Как, однако, ни странно, именно в исполнении этой самой карточной обязанности нашёл я наконец удовлетворение своему шестому чувству — чувству суровой мести.

Поступать я стал так. С утра, бывало, начищу до солнечного блеска свою медаль «За оборону Ленинграда» и иду по указанным квартирам. Захожу, говорю: «Гутен морген». У всех немцев, которые в квартире есть, в глазах насторожённый вопрос возникает: «Зачем этот солдат с автоматом заявился?»

А я, как только войду в комнату, на медаль свою указываю и произношу: «Ленинград». Тут же выдаю каждому немецкому едоку продовольственную карточку.

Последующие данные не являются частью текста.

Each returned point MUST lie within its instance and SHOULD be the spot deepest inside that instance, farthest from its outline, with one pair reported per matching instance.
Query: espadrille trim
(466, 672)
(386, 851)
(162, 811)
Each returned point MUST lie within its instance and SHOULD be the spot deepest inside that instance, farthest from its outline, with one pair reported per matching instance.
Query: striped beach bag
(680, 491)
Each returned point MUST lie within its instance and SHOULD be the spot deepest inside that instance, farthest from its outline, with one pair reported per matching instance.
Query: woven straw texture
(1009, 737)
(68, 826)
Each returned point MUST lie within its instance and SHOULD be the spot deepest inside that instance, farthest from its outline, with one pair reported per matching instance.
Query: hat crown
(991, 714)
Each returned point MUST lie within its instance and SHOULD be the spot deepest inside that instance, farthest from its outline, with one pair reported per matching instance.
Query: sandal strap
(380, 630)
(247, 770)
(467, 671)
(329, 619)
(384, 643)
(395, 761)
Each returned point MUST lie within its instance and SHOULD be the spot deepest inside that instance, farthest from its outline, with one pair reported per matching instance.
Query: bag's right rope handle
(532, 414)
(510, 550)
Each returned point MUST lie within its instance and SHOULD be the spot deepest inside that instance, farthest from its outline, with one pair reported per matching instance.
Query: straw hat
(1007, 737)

«Нате, — говорю, — кушайте».

Говорил я, само собой, по-русски. Но чтобы хоть раз единый, чтобы хоть один человек не понял моих слов — такого не припомню. Равнодушных, короче говоря, ни разу не встретилось. Приходилось и испуг в глазах видеть, и слезы. Бывало, правда, что и провокации происходили: руку мне два раза пытались немки поцеловать. Один пожилой немец в пенсне при слове «Ленинград» стал от продовольственной карточки отталкиваться. Так и не взял бы, если бы я его не приструнил.

«Бефель, — говорю. (Это по-ихнему „приказ“.) — Бефель коменданта!»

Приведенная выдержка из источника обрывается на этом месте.